Kesalahan yang Dekat Tapi Tak Terlihat

Malaadministrasi: Bentuk Penyimpangan yang Tak Terlihat Tapi Sangat Merugikan
Di tengah sorotan media terhadap kasus-kasus korupsi besar di Indonesia, sering kali masyarakat lupa bahwa ada bentuk penyimpangan lain yang juga merugikan dan berdampak langsung pada kehidupan sehari-hari. Ia dikenal dengan istilah malaadministrasi. Meskipun tidak selalu menarik perhatian, malaadministrasi justru lebih dekat dengan kehidupan masyarakat dan bisa menghancurkan kepercayaan publik secara perlahan.
Malaadministrasi hadir dalam bentuk-bentuk yang sering kali dianggap biasa. Dari antrean yang tidak jelas, pelayanan yang lambat, hingga sikap aparat yang kurang ramah, semua itu bisa menjadi indikasi adanya penyimpangan dalam pelayanan publik. Kejadian-kejadian ini sering kali dianggap sebagai hal yang wajar karena terjadi berulang kali, sehingga tidak lagi dianggap sebagai masalah.

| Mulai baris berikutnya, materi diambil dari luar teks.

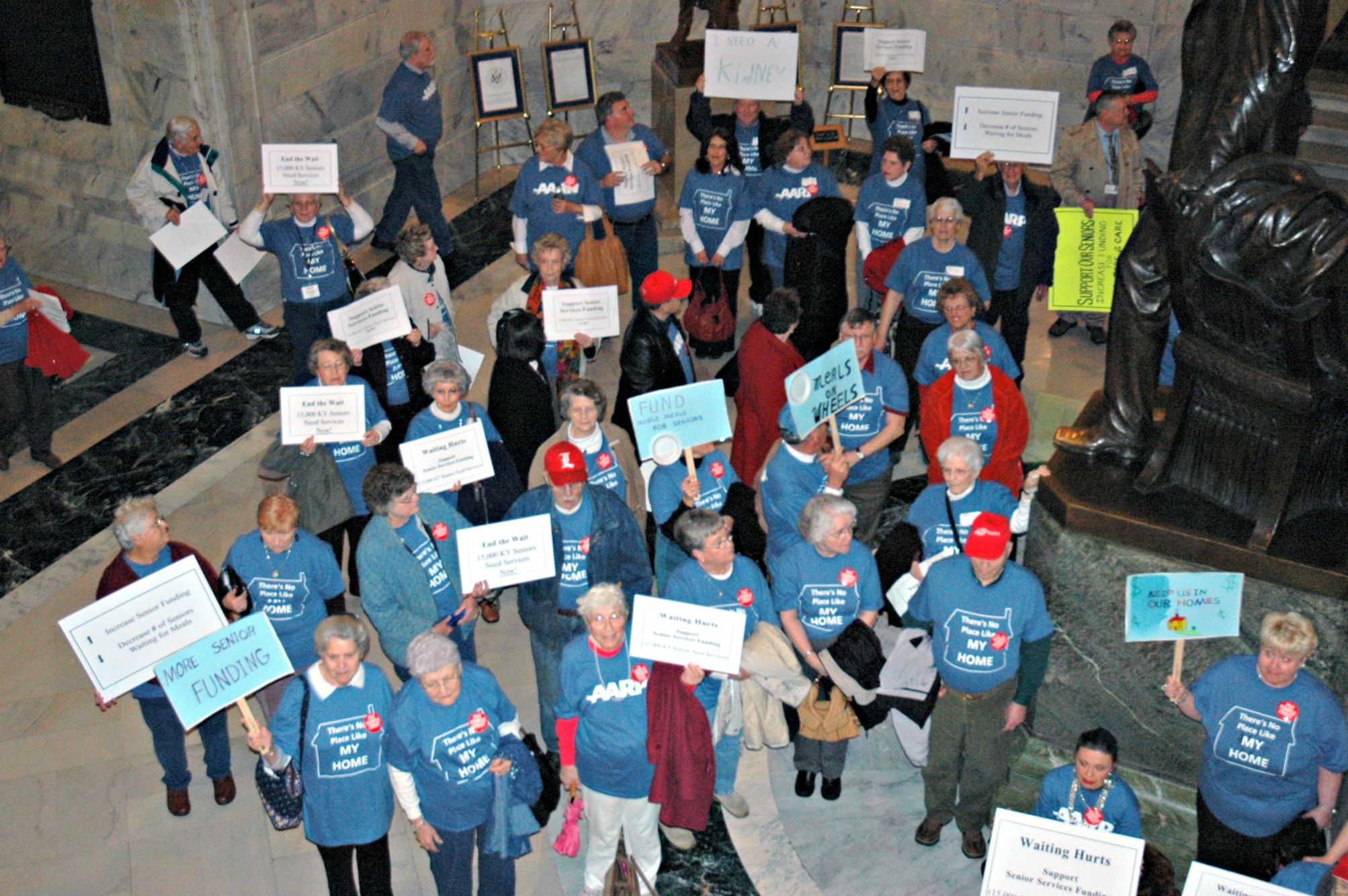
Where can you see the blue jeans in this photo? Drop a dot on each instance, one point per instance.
(171, 750)
(452, 866)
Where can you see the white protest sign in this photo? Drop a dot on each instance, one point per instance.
(456, 456)
(120, 637)
(1015, 126)
(1031, 856)
(507, 553)
(300, 167)
(751, 65)
(371, 320)
(591, 310)
(681, 633)
(895, 49)
(325, 412)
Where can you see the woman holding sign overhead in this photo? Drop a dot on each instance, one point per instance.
(1275, 751)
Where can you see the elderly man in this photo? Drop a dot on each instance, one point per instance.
(595, 539)
(990, 631)
(178, 173)
(634, 222)
(1099, 165)
(757, 134)
(411, 120)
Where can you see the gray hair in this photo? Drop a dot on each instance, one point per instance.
(966, 449)
(344, 628)
(132, 518)
(818, 512)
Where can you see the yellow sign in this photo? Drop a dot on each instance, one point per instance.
(1088, 251)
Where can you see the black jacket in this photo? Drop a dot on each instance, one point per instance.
(986, 202)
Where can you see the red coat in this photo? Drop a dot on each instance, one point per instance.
(765, 364)
(1013, 429)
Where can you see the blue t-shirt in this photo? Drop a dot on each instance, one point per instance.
(782, 193)
(921, 270)
(289, 588)
(608, 696)
(888, 212)
(14, 336)
(1120, 815)
(978, 629)
(886, 392)
(716, 201)
(348, 798)
(825, 592)
(534, 194)
(1265, 746)
(448, 750)
(928, 512)
(310, 263)
(935, 363)
(592, 154)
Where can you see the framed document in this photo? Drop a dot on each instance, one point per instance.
(498, 84)
(569, 75)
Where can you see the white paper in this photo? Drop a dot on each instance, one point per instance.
(895, 49)
(238, 258)
(300, 167)
(197, 231)
(680, 633)
(1017, 126)
(507, 553)
(591, 310)
(751, 65)
(456, 456)
(120, 637)
(372, 320)
(327, 412)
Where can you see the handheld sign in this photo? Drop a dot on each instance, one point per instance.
(120, 637)
(669, 420)
(824, 387)
(222, 668)
(507, 553)
(681, 633)
(1031, 856)
(751, 65)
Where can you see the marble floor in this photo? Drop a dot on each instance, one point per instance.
(81, 806)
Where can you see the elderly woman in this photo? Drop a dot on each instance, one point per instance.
(818, 586)
(554, 193)
(448, 728)
(411, 558)
(1275, 751)
(425, 287)
(293, 578)
(980, 403)
(331, 363)
(335, 717)
(552, 257)
(1088, 793)
(609, 457)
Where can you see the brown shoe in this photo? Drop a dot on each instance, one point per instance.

Menurut Undang-Undang Nomor 37 Tahun 2008 tentang Ombudsman Republik Indonesia, malaadministrasi didefinisikan sebagai tindakan melawan hukum, penggunaan wewenang untuk tujuan yang tidak sah, kelalaian dalam menjalankan kewajiban hukum, atau penundaan pelayanan yang tidak beralasan. Namun, meski sudah diatur dalam regulasi, banyak masyarakat masih asing dengan konsep ini. Mereka lebih familiar dengan korupsi, meski sebenarnya malaadministrasi juga memiliki dampak yang nyata.
Dalam praktiknya, malaadministrasi dapat menyebabkan kerugian materiil dan imateriil. Kerugian materiil mencakup biaya transportasi yang berulang, hilangnya pendapatan akibat harus meninggalkan pekerjaan, serta tertundanya bantuan sosial. Sementara kerugian imateriil meliputi rasa frustrasi, ketidaknyamanan, dan hilangnya kepercayaan terhadap institusi negara. Ketika masyarakat merasa tidak dihargai dalam proses pelayanan, maka hubungan antara negara dan rakyat mulai retak.
Data dari Ombudsman RI dalam laporan tahunan 2024 menunjukkan bahwa nilai kerugian ekonomi masyarakat akibat malaadministrasi mencapai Rp166,49 miliar. Angka ini bertambah secara kumulatif sejak tahun 2021 hingga mencapai Rp496,69 miliar. Angka ini membuktikan bahwa malaadministrasi bukanlah isu kecil yang bisa diabaikan.
Selain itu, malaadministrasi juga bisa menjadi peluang bagi korupsi untuk berkembang. Ketika sistem pelayanan publik tidak jelas, kontrol lemah, dan prosedur tidak transparan, celah-celah untuk tindakan tidak etis seperti pungutan liar atau suap akan semakin terbuka.
Setiap tahun, Ombudsman RI menerima laporan tentang malaadministrasi di berbagai sektor seperti pertanahan, pendidikan, kependudukan, kesehatan, dan kepegawaian. Bentuk-bentuk penyimpangan ini sering kali berupa penundaan layanan, tidak memberikan pelayanan, atau pelanggaran prosedur yang merugikan masyarakat.
Meskipun begitu, malaadministrasi sering kali tidak mendapat perhatian yang cukup dalam pemberitaan. Hal ini disebabkan oleh sifatnya yang "tidak spektakuler" dibandingkan kasus korupsi besar. Padahal, pelayanan yang buruk adalah sesuatu yang sangat dekat dengan masyarakat dan memberikan dampak langsung.
Untuk mencegah malaadministrasi, diperlukan beberapa langkah penting. Pertama, edukasi publik tentang hak-hak pelayanan agar masyarakat memahami bahwa mereka berhak atas pelayanan yang cepat, jelas, dan adil. Kedua, memperkuat pengawasan melalui lembaga pengawas dan partisipasi masyarakat sebagai pengawas utama. Ketiga, melakukan transparansi dan digitalisasi prosedur agar mudah diakses dan mengurangi celah-celah pelanggaran. Terakhir, reformasi budaya pelayanan agar aparat lebih bersikap sebagai pelayan publik, bukan sebagai penguasa.
Pada akhirnya, kita perlu sadar bahwa malaadministrasi tidak hanya sekadar penyimpangan, tapi juga ancaman terhadap kualitas pemerintahan dan kepercayaan publik. Dengan memperhatikan penyimpangan ini, kita bisa menciptakan negara yang benar-benar melayani dengan baik, adil, dan manusiawi.